METZGER, Ellen P. and SEDLOCK, Richard L., Geology, San Jose State Univ, San Jose, CO 95192-0102, metzger@geosun.sjsu.edu

The South Bay Geo-Diversity Project (SBGDP), a two-year pilot program funded by the National Science Foundation's "Opportunities to Enhance Diversity in the Geo-Sciences" initiative, takes a multifaceted, multilevel approach to increasing the participation of underrepresented groups in geoscience education and research. The SBGDP leverages existing programs and collaborations and builds upon fourteen years of extensive experience in Earth science education by merging a new student component with a highly successful teacher professional development program (the Bay Area Earth Science Institute) in a focused effort to enhance diversity in the geosciences. The primary objectives of the SBGDP are to: 1) team with San José State University’s MESA (Mathematics, Engineering, Science Achievement) Schools Program to provide underrepresented middle and high school students with summer and academic-year enrichment activities in the geosciences; 2) offer professional development workshops for middle and high school teachers and support their teaching of geoscience with appropriate materials; 3) partner with San José City College and National Hispanic University to improve access to the geosciences by engaging introductory students in active learning experiences and raising their awareness of educational and career opportunities; 4) involve selected high school and college students in earth science research, education, and service projects; 5) supply year-round mentoring and support activities for students at all levels; and 6) furnish partial scholarships to students who wish to pursue a geology or earth science degree at San José State University (SJSU).

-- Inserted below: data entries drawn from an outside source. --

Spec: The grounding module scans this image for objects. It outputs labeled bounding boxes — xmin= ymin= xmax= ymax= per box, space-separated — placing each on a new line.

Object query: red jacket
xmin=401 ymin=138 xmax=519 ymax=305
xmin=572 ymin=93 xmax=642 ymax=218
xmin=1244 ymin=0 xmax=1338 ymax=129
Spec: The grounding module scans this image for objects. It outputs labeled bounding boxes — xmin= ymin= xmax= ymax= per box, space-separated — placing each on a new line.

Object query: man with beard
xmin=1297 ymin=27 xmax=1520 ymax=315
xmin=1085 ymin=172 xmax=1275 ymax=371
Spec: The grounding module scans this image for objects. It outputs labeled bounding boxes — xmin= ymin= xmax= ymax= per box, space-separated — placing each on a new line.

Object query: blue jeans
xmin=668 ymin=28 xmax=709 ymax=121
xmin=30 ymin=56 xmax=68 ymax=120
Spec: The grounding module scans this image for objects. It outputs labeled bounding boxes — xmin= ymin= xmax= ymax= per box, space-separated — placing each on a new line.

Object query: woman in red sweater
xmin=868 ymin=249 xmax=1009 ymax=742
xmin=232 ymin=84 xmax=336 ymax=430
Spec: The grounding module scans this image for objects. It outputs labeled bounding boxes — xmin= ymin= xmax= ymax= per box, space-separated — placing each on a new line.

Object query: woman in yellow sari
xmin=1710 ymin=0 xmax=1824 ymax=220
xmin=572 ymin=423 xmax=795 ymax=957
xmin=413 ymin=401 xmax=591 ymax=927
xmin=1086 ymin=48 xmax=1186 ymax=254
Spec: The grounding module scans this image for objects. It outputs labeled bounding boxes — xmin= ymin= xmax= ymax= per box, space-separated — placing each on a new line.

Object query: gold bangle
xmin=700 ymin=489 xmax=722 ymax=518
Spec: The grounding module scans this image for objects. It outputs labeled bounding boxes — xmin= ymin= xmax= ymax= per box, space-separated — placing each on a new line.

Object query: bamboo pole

SBGDP activities to date include: 1) summer workshops for 32 middle and high school teachers; 2) class visits to introductory earth science classes at SJSU and our partner community colleges; 3) field trips for students and teachers to explore the San Andreas fault and Pinnacles National Monument; and 4) paid internships for community college students. Four community college students assisted with an x-ray diffraction study of clay minerals from wells in the Santa Clara Valley and geologic mapping of nearby Santa Teresa Hills County Park.